Talk with the Animals

Since I’ve been dishing out the advice to get out to farms and see how things stack up, I thought we’d spend the weekend actually walking the walk, squawking the squawk, and talking the… well, you get it.

So on Saturday, we went to a cool place called, literally, “Old Maryland Farm,” which is part of Watkins Regional Park, to celebrate the illustrious “Wool & Fiber Day.” This entailed watching a bleating sheep get shorn, peacocks, and a hayride. Maya was very impressed with the chickens — notice how well she obeys the sign!

For those in the DC-Maryland metro area, this is a worthy destination for families. Once the summer starts, there’s a carousel and mini-golf, as well as animals to see and a nice play area, all in the great outdoors. Campsites are also available.

But this location is more petting zoo than working farm, of course. So on Sunday, we traveled to outside of Frederick, Maryland, to a “Farm Day” for a dairy farm that does local CSA deliveries and produces mouth-watering ice cream, South Mountain Creamery.

It was a fun day, though the crowds were intense. A bluegrass band kept things lively, and there was the option to shake your way to a small, fresh amount of butter in a vial. The baby animals in the calves’ barn were the highlights for Maya.

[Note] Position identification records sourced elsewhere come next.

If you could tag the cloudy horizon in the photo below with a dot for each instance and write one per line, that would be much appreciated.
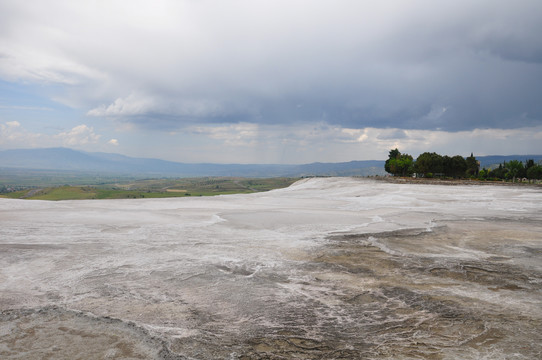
(272, 82)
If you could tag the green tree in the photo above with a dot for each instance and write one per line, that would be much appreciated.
(458, 166)
(514, 169)
(473, 166)
(534, 172)
(399, 164)
(394, 154)
(429, 163)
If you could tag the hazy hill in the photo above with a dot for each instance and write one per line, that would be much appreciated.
(63, 159)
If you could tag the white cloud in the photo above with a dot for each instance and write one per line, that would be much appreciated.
(367, 64)
(242, 134)
(79, 135)
(14, 135)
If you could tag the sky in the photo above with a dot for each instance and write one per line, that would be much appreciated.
(253, 81)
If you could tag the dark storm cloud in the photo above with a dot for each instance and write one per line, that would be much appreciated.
(451, 65)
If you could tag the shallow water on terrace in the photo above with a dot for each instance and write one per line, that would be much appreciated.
(328, 268)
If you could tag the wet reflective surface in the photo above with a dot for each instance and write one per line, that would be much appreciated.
(328, 268)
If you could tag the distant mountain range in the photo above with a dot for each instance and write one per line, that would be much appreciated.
(63, 159)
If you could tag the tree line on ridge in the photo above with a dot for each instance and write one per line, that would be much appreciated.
(430, 165)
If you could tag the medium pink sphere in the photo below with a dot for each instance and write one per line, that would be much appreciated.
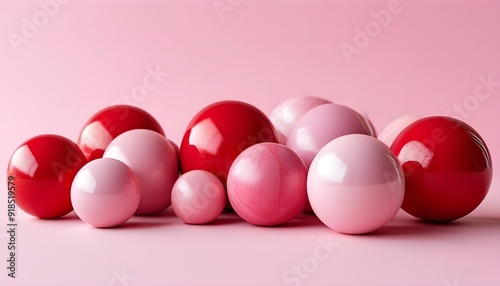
(355, 184)
(266, 184)
(155, 163)
(321, 125)
(392, 130)
(287, 113)
(198, 197)
(105, 193)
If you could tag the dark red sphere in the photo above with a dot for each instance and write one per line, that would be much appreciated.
(40, 174)
(219, 133)
(110, 122)
(447, 168)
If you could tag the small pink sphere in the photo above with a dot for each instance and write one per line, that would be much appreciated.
(321, 125)
(198, 197)
(267, 184)
(155, 163)
(287, 113)
(355, 184)
(392, 130)
(105, 193)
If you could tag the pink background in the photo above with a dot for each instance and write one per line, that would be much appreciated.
(426, 60)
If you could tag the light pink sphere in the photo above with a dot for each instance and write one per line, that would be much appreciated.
(266, 184)
(287, 113)
(105, 193)
(392, 130)
(355, 184)
(321, 125)
(155, 163)
(198, 197)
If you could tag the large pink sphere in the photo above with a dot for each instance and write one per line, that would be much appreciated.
(287, 113)
(321, 125)
(105, 193)
(267, 184)
(198, 197)
(392, 130)
(154, 161)
(355, 184)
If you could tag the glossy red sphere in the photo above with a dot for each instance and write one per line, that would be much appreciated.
(219, 133)
(43, 169)
(447, 168)
(110, 122)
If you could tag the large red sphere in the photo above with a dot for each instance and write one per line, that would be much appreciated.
(110, 122)
(41, 172)
(219, 133)
(447, 168)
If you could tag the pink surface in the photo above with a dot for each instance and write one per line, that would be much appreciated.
(155, 163)
(266, 184)
(105, 193)
(198, 197)
(172, 58)
(355, 184)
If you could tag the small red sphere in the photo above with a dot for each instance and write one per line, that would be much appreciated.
(110, 122)
(219, 133)
(447, 168)
(41, 172)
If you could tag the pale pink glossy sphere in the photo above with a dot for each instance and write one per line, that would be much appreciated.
(155, 163)
(355, 184)
(392, 130)
(105, 193)
(198, 197)
(287, 113)
(266, 184)
(321, 125)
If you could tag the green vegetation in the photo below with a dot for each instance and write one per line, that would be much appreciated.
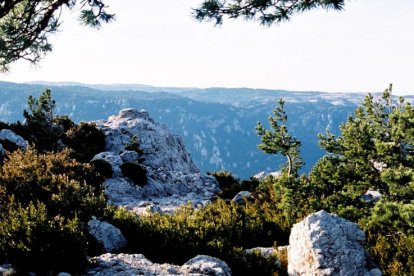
(278, 140)
(47, 197)
(230, 186)
(45, 201)
(220, 229)
(267, 12)
(25, 26)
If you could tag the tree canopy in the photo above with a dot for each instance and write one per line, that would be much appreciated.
(278, 140)
(25, 25)
(267, 12)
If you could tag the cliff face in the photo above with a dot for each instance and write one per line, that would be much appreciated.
(172, 177)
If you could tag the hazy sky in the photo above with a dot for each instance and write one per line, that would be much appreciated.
(157, 42)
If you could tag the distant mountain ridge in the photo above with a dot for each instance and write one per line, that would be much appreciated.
(217, 124)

In visiting the farm, I was struck by how natural it was to see cows on grass, of course, but I also noticed my total lack of competence to judge farm conditions in any detail. It looked like a humane and sensible operation, but in terms of whether such a visit would allow me to “vouch” for a farm’s food or products, I simply don’t know enough to judge such things. So much for my sage advice.

Still, it was lovely to see the enthusiasm for the celebration among loyal CSA customers and neighbors alike, and the condition of the animals was, by any measure, a far cry from the industrial farming systems that have garnered so many awful headlines of late. And of course, nothing beats real baby animals for a toddler (or a mom!).

What do you notice when you visit a farm? Are there indicators that would help a casual visitor to distinguish better and best operations?